Western Digital, Micron, and Sandisk each saw their stock prices climb to record highs this week, driven by a surge in demand for the storage hardware that powers artificial intelligence systems. The rally marks a clear shift in investor focus from AI chipmakers to the companies building the physical infrastructure that holds the data.
A three-way record
All three storage companies touched all-time highs in recent trading sessions. Western Digital's shares rose past its previous peak, Micron followed suit, and Sandisk — a brand long known for consumer memory cards — also joined the record run. The simultaneous highs are a rare event for a sector that often moves in cycles tied to commodity pricing and supply gluts.
Why AI needs more storage
AI models don't just need fast processors — they need vast pools of data to train on, and even more space to store the results. Every large language model or image generator consumes terabytes of training data, and as companies deploy AI into production, they generate even more. That has turned NAND flash memory and hard drives into a hot commodity. Storage makers are suddenly central to the AI build-out, not an afterthought.
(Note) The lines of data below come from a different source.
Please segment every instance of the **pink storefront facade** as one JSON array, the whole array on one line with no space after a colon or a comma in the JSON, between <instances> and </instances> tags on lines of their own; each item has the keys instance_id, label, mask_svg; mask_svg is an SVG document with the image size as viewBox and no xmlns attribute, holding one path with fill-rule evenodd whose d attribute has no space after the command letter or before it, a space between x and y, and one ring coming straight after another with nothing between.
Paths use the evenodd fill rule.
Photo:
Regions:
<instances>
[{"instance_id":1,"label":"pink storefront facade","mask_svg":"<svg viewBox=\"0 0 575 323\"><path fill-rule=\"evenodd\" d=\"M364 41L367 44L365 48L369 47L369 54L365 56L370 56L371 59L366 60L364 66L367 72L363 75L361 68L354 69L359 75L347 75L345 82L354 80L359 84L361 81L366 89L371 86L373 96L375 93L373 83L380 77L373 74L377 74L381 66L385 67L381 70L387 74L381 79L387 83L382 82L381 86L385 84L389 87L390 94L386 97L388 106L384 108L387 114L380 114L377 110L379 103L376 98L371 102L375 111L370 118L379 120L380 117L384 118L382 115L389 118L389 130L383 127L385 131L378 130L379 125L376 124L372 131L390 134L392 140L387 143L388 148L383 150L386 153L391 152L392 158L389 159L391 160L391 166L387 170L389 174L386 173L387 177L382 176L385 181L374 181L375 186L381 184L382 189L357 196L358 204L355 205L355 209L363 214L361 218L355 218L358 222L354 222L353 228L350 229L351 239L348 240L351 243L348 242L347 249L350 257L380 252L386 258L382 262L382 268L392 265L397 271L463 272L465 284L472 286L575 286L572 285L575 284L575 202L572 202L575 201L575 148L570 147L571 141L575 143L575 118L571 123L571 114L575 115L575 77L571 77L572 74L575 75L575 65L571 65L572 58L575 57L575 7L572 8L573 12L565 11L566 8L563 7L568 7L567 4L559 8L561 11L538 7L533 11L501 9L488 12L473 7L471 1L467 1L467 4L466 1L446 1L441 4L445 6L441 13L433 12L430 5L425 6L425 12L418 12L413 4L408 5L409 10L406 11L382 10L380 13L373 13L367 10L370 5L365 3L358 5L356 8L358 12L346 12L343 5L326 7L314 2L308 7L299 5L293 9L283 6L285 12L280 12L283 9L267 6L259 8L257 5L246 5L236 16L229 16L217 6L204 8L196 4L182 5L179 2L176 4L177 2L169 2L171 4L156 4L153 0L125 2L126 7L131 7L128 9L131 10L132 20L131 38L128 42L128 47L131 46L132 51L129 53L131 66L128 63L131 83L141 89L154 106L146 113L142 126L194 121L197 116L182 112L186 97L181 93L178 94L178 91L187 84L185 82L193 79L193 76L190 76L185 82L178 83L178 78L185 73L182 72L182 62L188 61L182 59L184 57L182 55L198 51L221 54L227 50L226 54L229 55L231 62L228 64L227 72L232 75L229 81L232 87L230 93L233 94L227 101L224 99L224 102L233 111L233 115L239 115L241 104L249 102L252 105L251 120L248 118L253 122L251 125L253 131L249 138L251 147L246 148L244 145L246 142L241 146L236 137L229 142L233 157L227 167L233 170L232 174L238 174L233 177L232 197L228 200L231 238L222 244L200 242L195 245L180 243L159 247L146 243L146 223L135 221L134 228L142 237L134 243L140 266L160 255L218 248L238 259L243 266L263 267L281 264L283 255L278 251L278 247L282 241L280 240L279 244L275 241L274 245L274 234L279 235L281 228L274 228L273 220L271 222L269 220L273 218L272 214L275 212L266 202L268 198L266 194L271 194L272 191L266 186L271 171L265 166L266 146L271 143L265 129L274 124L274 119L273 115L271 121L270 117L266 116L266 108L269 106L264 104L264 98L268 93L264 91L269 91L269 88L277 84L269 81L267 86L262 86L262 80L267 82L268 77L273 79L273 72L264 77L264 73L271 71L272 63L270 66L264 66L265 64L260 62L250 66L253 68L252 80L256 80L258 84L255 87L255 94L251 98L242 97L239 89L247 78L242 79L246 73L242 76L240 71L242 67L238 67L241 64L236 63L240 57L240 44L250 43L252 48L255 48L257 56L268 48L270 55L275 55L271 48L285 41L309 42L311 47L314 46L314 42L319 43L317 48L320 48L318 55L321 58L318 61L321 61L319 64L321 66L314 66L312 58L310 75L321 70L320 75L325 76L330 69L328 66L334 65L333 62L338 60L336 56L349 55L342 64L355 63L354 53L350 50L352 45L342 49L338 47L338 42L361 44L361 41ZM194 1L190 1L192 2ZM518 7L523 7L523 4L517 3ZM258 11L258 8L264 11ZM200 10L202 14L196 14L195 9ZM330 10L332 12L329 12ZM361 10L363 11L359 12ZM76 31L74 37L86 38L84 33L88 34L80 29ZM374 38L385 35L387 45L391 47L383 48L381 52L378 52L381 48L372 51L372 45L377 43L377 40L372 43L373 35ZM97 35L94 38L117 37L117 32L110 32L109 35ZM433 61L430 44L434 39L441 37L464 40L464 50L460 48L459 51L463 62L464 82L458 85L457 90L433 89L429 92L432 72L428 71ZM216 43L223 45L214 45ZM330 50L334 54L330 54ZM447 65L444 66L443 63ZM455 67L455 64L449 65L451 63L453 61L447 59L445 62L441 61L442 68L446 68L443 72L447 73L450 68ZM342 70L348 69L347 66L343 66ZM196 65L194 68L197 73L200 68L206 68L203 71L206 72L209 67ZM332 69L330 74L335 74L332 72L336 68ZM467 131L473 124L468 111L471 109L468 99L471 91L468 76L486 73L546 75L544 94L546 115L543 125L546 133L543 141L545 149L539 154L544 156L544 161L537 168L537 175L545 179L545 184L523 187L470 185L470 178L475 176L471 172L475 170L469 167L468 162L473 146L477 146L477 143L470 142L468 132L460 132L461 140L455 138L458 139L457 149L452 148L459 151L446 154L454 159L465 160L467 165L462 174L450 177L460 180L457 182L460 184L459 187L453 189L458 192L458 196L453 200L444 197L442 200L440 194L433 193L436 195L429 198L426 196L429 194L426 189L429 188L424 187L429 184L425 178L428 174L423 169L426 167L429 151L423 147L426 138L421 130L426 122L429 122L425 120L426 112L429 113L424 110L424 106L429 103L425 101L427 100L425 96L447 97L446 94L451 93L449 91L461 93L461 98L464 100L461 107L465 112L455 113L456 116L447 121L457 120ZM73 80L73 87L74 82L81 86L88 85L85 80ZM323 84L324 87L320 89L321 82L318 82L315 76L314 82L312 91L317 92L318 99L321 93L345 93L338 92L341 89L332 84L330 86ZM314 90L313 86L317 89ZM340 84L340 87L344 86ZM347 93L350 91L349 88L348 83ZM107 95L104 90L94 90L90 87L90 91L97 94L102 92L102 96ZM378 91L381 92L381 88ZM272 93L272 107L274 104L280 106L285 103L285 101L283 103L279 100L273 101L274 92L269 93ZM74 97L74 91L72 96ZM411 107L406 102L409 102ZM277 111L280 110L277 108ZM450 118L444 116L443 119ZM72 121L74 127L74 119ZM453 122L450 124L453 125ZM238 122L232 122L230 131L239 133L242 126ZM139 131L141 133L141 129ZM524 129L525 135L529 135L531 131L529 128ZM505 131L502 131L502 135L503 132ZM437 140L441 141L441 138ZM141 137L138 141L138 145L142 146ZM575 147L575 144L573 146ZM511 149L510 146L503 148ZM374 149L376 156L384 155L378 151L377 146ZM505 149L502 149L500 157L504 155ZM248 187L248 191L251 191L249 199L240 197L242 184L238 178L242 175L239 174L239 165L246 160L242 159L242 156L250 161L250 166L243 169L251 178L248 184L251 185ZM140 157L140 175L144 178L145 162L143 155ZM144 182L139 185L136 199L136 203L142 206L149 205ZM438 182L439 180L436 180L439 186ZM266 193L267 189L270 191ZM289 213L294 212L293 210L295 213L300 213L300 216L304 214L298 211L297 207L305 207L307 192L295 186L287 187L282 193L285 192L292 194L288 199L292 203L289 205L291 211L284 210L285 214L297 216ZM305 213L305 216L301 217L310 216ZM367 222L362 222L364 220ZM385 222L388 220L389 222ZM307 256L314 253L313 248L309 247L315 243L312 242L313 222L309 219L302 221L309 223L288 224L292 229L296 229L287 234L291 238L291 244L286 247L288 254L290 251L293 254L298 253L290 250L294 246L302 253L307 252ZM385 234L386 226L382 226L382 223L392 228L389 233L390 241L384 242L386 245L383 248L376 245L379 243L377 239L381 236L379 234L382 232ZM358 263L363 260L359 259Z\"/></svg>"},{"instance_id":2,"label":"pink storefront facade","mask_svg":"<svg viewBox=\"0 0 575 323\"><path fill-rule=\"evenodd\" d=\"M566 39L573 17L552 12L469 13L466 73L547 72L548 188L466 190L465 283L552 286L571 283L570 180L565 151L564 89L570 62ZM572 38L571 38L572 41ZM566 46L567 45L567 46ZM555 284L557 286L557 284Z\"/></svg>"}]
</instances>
A shift in tech investment
For years, the AI boom has been synonymous with GPU makers like Nvidia. But the latest stock moves show that the investment thesis is widening. Money is flowing into the companies that house, transport, and preserve data. Western Digital, Micron, and Sandisk are now being evaluated less as cyclical chip suppliers and more as foundational players in the data infrastructure stack. That re-rating is what pushed their stocks to new highs.
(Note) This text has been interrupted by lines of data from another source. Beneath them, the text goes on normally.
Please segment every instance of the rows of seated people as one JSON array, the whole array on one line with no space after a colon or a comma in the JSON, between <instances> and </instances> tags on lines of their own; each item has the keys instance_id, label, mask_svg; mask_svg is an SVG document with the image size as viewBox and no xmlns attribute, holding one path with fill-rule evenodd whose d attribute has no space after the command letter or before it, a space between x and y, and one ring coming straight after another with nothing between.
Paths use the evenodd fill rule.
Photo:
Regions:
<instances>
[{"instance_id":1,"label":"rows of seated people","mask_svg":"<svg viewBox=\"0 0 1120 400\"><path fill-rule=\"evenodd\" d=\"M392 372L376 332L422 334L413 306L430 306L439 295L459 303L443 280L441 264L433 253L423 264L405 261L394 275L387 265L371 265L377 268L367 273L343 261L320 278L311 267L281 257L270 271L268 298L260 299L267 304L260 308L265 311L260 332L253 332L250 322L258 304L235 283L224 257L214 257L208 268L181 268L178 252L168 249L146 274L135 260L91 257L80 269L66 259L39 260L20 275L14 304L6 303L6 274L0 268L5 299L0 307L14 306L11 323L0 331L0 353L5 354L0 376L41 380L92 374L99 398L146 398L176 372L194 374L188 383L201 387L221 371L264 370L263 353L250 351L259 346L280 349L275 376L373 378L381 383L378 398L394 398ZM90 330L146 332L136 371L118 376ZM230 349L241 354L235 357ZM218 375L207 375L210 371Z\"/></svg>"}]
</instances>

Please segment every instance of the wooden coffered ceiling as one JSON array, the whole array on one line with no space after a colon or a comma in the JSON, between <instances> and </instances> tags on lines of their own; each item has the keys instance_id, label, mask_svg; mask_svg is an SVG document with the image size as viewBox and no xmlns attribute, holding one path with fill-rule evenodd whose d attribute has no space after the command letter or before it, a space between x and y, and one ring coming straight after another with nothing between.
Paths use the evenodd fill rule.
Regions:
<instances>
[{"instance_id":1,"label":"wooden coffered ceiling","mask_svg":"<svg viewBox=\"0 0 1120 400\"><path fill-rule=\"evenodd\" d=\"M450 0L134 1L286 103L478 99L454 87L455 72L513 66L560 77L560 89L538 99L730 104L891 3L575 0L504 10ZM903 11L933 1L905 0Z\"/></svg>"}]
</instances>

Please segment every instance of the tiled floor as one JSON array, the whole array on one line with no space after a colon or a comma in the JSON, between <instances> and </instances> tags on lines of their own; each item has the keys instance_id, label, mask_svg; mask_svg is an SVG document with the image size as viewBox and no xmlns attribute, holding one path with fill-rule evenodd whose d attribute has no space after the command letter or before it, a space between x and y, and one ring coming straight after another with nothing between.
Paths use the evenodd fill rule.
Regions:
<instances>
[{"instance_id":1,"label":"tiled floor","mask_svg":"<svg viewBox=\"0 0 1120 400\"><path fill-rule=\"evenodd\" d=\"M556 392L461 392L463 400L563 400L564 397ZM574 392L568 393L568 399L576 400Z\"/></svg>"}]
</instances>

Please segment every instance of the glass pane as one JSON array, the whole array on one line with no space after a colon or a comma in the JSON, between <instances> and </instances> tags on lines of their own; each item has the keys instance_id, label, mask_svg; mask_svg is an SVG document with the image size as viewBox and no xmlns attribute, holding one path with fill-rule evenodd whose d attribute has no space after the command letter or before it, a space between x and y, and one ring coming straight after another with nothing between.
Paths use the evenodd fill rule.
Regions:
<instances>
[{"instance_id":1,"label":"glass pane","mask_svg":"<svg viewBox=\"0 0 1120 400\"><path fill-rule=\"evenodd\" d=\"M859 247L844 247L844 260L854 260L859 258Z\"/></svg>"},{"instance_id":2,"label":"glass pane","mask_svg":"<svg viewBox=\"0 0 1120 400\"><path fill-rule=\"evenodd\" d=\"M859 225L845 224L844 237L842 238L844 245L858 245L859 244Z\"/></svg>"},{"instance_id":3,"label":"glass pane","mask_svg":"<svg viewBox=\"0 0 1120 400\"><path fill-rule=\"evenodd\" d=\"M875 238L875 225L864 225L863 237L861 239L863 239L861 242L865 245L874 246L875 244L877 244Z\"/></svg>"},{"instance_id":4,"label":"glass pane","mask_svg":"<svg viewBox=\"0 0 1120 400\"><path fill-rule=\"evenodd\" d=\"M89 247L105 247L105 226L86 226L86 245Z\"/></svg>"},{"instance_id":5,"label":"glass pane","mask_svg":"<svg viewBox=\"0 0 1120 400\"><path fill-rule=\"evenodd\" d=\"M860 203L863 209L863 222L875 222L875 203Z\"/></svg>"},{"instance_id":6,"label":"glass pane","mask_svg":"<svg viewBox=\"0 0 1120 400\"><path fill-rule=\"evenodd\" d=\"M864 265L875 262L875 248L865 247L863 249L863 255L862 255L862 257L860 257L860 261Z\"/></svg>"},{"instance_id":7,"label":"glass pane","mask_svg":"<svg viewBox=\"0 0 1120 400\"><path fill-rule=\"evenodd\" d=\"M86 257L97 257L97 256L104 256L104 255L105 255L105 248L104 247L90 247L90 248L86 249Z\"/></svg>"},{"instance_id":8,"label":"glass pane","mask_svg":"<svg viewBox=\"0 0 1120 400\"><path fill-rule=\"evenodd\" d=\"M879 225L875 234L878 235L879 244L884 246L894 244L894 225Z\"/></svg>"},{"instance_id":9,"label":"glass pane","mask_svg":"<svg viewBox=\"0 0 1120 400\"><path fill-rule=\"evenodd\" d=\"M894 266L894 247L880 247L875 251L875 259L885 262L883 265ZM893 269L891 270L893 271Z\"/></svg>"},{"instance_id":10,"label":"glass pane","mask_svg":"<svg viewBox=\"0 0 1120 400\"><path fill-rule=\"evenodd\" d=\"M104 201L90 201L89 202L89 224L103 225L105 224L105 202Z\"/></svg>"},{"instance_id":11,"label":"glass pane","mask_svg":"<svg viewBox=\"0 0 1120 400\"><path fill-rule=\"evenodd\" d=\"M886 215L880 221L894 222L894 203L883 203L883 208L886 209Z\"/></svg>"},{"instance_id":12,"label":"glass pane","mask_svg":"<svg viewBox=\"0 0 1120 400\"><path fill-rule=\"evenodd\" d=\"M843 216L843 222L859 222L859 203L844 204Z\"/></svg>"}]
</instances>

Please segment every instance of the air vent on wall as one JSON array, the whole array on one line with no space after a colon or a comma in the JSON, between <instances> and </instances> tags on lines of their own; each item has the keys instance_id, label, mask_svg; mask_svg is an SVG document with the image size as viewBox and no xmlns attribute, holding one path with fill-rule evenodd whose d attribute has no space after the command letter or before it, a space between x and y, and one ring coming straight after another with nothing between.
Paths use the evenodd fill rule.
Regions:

The records underscore a broader reordering of priorities in tech. Cloud providers, enterprise IT departments, and AI startups are all scrambling to expand storage capacity. The demand isn't just for more storage — it's for faster, denser, and more power-efficient drives that can keep up with AI workloads. The companies that can meet that demand are being rewarded.
Whether the rally can hold depends on how quickly the supply chain adapts. For now, investors are betting that the AI storage boom has room to run. The next set of earnings reports from these companies will offer a clearer look at whether the demand is sustainable — or if the stock prices have gotten ahead of the business reality.